New “Kinetic Cooling Engine” CPU Cooler Design
Startup MIT company, CoolChip, demonstrated a new commercial prototype CPU cooler recently at CES.
“They’ve partnered with Cooler Master to release a “kinectic cooling engine” that can cool a chip 50 percent more efficiently than a conventional cooler, in a form factor that’s half the size and emits much less noise,” according to Spectrum IEEE.
It is true that “Sandia Labs was working on an idea for an entirely new type of CPU cooler called an “air bearing heat exchanger,” that is very similar to CoolChip’s new “kinetic cooling engine”, but “…CoolChip has invested heavily in technology development beyond the original Sandia Labs concept with high-volume manufacturability, high-volume production pricing, and reliability considerations taken into account,” reported Spectrum IEEE.
In addition, Sandia doesn’t make commercial products, so CoolChip is taking all the benefits from the design, “more robust cooling, higher efficiency, lower noise, and dust resistance,” and putting them on the market, according to Spectrum IEEE.

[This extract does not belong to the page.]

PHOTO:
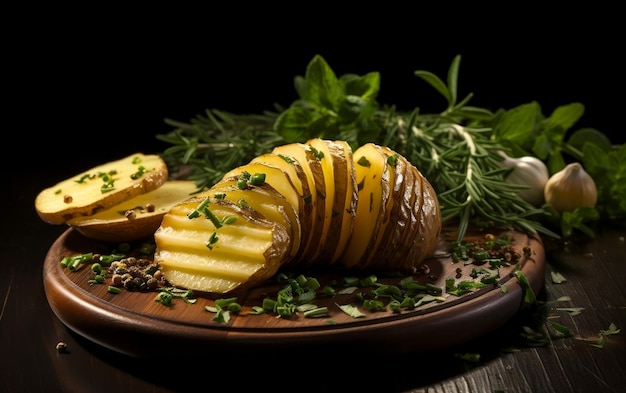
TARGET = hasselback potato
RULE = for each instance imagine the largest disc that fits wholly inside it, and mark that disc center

CoolChip’s Kinetic Cooling Engine “should arrive later this year through Cooler Master [and] should be competitive in cost with other CPU cooling systems,” according to Spectrum IEEE.
Redesigned Heat Sinks Using 3D Printers
Plunkett Associates has successfully redesigned heat-sinks to improve convection cooling performance using Direct Metal Laser Sintering (DMLS), or 3D printing.
“Each heat-sink was first produced in virtual form and simulated using Computational Fluid Dynamics (CFD) software,” reported 3Ders.org.
“The top five heat-sinks were then built by 3T RPD Ltd. using DMLS and physically tested to confirm the accuracy of the virtual tests,” according to 3Ders.org.
3Ders.org reports that Plunkett Associates turned to the DMLS process because the “revamped 3D printed components possessed [such] complex internal architectures” they “could not be replicated using other manufacturing processes.”
“All five models showed a significant improvement over a standard extruded heat-sink,” confirmed 3Ders.org.